В счете значилось всего 800 франков — четыре сотни господин Пупарден заплатил портному авансом без ведома жены. Успокоенная, та принялась усиленно рекомендовать мастера знакомым.
— Правда, фасоны у него чересчур современные, — говорила она. — Понимаете, он шьет в основном для деятелей кино.
Спустя некоторое время ей кислым тоном начали пенять:
— Дорогая, но ведь ваш портной берет за костюм тысячу двести франков — это гораздо больше, чем вы говорили!
Подвергнутый допросу с пристрастием, господин Пупарден объяснил, что ему портной сделал, мол, скидку. Это еще выше подняло его авторитет в глазах жены, но мало-помалу он запутался в мелком вранье, которое хоть и давало ему в руки две тысячи франков, но требовало величайшего внимания.
Упоминанием о наградах портной разбередил господину Пупардену душу, и он спросил у племянника, не учрежден ли специальный орден для Работников кинопромышленности.

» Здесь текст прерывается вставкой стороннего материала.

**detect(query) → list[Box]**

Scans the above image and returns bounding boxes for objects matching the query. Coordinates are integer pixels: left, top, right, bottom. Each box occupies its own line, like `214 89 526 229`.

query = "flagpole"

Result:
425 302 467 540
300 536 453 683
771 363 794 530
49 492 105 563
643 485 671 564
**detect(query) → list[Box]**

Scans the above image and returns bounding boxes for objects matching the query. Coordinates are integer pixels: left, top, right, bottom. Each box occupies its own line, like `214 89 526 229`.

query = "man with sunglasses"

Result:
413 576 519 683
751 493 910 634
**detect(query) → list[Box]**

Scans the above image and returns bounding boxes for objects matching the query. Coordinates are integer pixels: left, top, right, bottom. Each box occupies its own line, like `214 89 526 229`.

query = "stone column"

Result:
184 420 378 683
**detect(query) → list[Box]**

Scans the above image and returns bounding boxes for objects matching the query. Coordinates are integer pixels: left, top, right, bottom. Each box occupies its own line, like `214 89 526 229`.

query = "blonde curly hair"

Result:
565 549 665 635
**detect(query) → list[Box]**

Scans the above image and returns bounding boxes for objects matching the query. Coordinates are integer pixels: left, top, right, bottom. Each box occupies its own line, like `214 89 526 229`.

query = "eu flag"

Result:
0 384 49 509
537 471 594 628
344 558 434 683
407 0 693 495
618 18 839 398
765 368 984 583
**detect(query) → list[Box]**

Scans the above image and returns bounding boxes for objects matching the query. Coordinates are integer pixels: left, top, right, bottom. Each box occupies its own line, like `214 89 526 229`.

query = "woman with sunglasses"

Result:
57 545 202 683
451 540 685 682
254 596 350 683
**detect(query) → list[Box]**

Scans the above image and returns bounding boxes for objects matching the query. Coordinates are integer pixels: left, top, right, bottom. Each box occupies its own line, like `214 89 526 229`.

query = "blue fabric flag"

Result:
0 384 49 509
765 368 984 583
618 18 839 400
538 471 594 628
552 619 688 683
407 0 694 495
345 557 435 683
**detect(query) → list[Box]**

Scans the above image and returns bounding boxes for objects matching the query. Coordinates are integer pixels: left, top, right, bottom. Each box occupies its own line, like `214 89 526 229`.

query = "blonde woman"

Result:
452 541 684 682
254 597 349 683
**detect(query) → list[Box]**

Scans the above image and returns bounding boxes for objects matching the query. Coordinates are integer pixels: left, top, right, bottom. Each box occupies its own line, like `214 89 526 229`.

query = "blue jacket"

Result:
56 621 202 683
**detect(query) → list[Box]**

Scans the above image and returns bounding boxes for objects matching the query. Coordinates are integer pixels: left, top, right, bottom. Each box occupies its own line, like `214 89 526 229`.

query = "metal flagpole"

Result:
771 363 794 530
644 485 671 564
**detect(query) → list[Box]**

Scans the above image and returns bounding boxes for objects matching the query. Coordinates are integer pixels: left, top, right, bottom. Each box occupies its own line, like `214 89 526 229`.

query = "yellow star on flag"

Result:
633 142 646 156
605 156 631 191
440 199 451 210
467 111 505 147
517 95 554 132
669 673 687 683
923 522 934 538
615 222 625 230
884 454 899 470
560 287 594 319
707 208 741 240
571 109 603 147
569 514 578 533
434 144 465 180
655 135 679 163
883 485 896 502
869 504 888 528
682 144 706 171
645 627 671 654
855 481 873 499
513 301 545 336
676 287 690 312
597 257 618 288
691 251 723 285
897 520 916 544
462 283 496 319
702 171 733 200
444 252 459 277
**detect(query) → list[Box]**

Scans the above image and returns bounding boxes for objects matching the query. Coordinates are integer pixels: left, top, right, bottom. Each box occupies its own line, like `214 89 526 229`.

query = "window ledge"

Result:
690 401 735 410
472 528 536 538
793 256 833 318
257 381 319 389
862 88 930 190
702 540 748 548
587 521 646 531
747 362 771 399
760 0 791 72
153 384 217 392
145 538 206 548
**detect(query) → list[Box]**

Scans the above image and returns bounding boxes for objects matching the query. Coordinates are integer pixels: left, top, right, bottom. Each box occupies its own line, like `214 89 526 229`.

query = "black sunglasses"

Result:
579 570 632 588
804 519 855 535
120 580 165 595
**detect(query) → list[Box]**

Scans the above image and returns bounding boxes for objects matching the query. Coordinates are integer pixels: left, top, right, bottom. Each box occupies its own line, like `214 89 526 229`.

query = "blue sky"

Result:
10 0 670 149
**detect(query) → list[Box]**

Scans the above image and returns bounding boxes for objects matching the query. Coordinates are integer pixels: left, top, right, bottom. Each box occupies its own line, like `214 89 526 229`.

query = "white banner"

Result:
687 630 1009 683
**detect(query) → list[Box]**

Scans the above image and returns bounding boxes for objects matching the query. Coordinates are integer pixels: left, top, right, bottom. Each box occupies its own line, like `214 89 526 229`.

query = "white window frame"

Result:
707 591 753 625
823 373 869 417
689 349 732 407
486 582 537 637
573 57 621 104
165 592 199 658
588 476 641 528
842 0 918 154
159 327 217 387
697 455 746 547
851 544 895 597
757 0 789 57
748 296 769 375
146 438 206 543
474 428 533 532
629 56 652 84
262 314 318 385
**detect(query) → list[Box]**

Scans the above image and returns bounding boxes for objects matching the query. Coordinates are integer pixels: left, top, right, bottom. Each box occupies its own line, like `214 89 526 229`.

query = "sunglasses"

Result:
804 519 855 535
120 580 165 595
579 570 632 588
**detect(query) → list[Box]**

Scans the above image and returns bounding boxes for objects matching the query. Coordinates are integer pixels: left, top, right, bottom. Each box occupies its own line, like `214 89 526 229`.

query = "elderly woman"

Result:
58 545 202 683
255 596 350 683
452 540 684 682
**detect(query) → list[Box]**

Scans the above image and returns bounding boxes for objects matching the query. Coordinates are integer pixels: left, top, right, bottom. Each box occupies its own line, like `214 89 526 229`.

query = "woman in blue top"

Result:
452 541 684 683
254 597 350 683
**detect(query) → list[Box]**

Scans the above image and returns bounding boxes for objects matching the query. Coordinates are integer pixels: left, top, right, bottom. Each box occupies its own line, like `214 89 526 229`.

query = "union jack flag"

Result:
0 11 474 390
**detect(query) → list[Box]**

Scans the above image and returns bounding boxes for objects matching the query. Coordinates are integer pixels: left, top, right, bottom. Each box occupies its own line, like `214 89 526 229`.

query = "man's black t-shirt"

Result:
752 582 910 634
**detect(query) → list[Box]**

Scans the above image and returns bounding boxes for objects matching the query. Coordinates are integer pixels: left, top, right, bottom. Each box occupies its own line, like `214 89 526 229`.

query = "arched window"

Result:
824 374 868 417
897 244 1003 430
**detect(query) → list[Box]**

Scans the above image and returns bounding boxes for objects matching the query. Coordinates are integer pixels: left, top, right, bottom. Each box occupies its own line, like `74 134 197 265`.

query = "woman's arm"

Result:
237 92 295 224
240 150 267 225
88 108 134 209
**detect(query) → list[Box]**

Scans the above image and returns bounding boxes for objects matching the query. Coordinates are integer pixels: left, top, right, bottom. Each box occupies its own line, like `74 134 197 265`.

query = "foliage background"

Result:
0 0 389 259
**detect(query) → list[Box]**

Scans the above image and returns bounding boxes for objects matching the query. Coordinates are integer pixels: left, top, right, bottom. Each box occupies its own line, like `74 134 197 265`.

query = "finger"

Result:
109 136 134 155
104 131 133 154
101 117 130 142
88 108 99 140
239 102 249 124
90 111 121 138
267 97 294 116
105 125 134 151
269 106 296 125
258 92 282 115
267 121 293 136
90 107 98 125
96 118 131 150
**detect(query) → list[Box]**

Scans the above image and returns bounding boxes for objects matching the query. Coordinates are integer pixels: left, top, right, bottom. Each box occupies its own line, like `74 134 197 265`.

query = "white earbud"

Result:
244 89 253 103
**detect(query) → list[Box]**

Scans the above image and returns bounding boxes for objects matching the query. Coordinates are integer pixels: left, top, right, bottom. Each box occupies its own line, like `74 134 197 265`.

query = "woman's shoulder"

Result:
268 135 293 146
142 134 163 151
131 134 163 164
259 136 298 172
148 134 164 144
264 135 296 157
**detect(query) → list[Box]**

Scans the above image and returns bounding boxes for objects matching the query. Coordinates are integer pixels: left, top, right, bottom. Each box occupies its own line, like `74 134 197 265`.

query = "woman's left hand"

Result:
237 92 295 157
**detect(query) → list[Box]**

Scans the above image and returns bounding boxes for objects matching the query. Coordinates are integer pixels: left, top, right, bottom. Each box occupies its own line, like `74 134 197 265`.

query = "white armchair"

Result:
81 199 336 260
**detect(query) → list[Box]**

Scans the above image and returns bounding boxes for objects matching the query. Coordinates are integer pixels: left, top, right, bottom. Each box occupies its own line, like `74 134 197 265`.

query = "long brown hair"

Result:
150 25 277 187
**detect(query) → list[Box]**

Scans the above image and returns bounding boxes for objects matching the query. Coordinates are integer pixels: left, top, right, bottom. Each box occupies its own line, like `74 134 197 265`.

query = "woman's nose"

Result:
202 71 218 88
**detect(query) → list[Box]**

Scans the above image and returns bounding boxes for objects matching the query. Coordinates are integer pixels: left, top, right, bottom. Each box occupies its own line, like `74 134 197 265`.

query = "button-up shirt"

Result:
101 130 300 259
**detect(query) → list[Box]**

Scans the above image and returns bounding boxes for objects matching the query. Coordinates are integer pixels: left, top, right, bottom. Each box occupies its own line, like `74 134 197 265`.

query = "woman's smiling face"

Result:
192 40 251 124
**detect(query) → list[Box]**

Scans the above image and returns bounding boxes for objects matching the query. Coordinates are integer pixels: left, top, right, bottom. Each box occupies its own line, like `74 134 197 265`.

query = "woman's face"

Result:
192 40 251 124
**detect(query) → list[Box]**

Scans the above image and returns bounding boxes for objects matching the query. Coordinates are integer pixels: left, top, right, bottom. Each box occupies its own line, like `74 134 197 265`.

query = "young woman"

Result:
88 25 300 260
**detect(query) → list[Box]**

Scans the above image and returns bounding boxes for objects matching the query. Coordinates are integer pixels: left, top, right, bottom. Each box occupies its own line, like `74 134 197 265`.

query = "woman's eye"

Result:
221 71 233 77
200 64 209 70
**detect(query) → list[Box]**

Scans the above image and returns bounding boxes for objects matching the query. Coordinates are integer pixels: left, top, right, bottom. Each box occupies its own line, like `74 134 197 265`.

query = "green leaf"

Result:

— Пока еще нет, — со смехом ответил тот, но, увидев, как вытянулось от разочарования дядино лицо, добавил: — Впрочем, попробую устроить вам орден Почетного легиона, если вас это забавляет.
«Забавляет! Для этой молодежи нет ничего святого!» — подумал господин Пупарден, но ему важно было одно: он достоин «креста». В тот же вечер он небрежно бросил жене:
— Похоже, наверху подумывают представить меня к «кресту».
— К кресту?
— К ордену Почетного легиона.
— Почетного… Великий боже, Альбер, быстро же ты идешь в гору! — воскликнула она с гордостью и бросилась обзванивать знакомых, которые отныне стали обращаться к господину Пупардену не иначе как с многозначительной улыбкой или подмигиванием: «Ну что, вас уже можно поздравить?» — словно он вот-вот должен был разрешиться от бремени.
— Дядя Альбер, если у вас нет занятия поинтересней, приглашаю вас поехать со мной в студию.
— В студию? — переспросил господин Пупарден и надел шляпу: с первыми лучами весеннего солнца он отказался от пальто, чтобы выглядеть истинно «по-елисейски». — Я в вашем распоряжении!